To ensure not wrongly charged as a deportable “crime of child abuse,” keep minor V’s age out of ROC. See 243(a).
Advice and Comments
PC 192(a)
COV: Defenders must assume that PC 192(a) is an AF as a COV if a sentence of a year or more is imposed. In US v. Draper (2023), the Ninth Circuit held that federal voluntary manslaughter is a COV because the minimum conduct requires a mens rea of extreme recklessness or depraved heart. (It distinguished that mens rea from other degrees of recklessness such as a conscious disregard of a known risk, from the COV definition.)
After finding that federal voluntary manslaughter is a COV, the panel in Draper stated in dicta that because PC 192(a) has the same mens rea, it too is a COV. It stated that older Ninth Circuit precedent holding that 192(a) is not a COV is inconsistent with the subsequent en banc Ninth Circuit decision in Begay (2022), which interpreted the Supreme Court decision in Borden (2021). In Borden the Supreme Court affirmed that recklessness generally is not a COV, but left open whether a mens rea of extreme recklessness or depraved heart is a COV. Begay held that it is a COV. See citations and further discussion in endnote. 2This endnote briefly summarizes the cases that led to the Ninth Circuit’s statement in dicta that, despite prior precedent to the contrary, PC § 192(a) is a COV. See United States v. Draper, 84 F.4th 797, 805, N.3 (9th Cir. 2023).
In 2021 the Supreme Court affirmed what most courts of appeals had long held, which was that an offense with a mens rea of recklessness is not a COV. Borden v. United States, 593 U.S. 420 (2021). The Court stated that reckless conduct occurs when a person “‘consciously disregards a substantial and unjustifiable risk’ attached to his conduct, in ‘gross deviation’ from accepted standards.” Borden at 427. In a footnote, the court stated that it did not decide whether a different mens rea, depraved heart or extreme recklessness, is a COV. Borden at n.4. (For further discussion of Borden see NILA, NIPNLG, IDP, Practice Advisory: Overview of Borden v. United States for Immigration Counsel (June 2021), https://nipnlg.org/work/resources).

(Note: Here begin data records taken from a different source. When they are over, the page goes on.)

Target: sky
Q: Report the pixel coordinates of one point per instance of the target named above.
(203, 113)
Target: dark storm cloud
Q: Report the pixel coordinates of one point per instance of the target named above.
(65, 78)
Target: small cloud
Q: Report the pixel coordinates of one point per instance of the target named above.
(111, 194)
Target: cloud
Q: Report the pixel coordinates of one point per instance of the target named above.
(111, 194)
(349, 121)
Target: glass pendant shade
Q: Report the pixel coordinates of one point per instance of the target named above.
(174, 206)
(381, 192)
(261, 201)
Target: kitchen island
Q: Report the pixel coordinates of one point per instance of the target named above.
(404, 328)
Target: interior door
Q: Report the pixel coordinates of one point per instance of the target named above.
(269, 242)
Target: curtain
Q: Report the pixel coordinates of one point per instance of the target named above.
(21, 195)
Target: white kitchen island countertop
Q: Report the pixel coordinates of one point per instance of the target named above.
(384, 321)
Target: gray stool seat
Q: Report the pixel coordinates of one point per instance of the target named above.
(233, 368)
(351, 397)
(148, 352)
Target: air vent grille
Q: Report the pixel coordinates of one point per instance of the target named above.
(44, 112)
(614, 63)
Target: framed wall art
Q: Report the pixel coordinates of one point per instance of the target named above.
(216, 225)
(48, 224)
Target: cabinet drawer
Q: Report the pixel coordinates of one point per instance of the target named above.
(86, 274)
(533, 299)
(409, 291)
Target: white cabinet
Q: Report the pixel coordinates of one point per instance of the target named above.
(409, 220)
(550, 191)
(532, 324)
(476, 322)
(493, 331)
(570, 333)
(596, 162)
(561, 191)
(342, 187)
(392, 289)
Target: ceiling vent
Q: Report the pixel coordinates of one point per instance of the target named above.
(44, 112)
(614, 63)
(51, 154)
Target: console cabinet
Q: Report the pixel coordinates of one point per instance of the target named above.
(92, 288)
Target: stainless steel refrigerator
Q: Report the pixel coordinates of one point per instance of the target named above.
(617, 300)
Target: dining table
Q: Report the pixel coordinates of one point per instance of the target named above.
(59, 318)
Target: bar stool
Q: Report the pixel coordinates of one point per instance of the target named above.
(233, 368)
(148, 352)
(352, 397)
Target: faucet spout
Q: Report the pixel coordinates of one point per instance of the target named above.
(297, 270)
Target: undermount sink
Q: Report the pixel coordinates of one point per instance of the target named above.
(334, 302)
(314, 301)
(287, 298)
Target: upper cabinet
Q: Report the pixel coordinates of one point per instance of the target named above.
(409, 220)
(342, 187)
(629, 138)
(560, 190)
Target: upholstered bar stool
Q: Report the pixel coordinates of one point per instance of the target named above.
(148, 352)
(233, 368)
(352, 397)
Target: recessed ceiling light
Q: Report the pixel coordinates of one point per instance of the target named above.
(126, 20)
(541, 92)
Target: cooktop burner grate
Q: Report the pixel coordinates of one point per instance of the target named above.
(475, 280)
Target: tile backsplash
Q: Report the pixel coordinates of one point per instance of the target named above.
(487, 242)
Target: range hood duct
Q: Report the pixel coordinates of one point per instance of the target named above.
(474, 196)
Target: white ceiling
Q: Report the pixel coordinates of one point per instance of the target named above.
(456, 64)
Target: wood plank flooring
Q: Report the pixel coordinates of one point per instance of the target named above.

In United States. v. Begay, 33 F.4th 1081 (9th Cir. 2022) (en banc), the Ninth Circuit addressed the issue Borden had left open. It held that federal second degree murder, which has a mens rea of depraved heart and extreme recklessness and disregard for human life, is a COV. The en banc panel held that while its ruling conflicted with prior precedent stating that a COV requires intentional conduct, “the reasoning of Borden sufficiently undermines our prior authority” and the “distinction between degrees of recklessness is critical to our conclusion.” Begay at p. 1094. Degrees of recklessness refers to depraved heart/extreme recklessness, which is a COV, versus conscious disregard or a substantial and unjustifiable risk, which is not.
In United States v. Draper, 84 F.4th 797 (9th Cir. 2023), the panel relied on Begay to hold that federal voluntary manslaughter is categorically a COV, because the minimum conduct includes a mens rea of depraved heart or extreme recklessness. In dicta, the court stated that because California voluntary manslaughter, PC § 192(a) requires the same mens rea, it also is a COV. Draper at p. 805, n.3.
For this reason, criminal defenders must assume that PC § 192(a) will be held a COV. Removal defense advocates representing someone with this conviction must investigate any defense arguments, as well as the possibility of vacating the conviction with PCR. See next endnote.
Removal defense advocates can investigate possible defenses against applying this ruling to 192(a), especially if the 192(a) conviction occurred at least before the date of Draper’s publication, Oct. 17, 2023. At the same time they must investigate the possibility of PCR to vacate the conviction. See discussion at endnote.
Attempt to commit voluntary manslaughter, CA PC 664/192(a), is a COV. 3Matter of Cervantes Nunez, 27 I&N Dec. 238 (BIA 2018).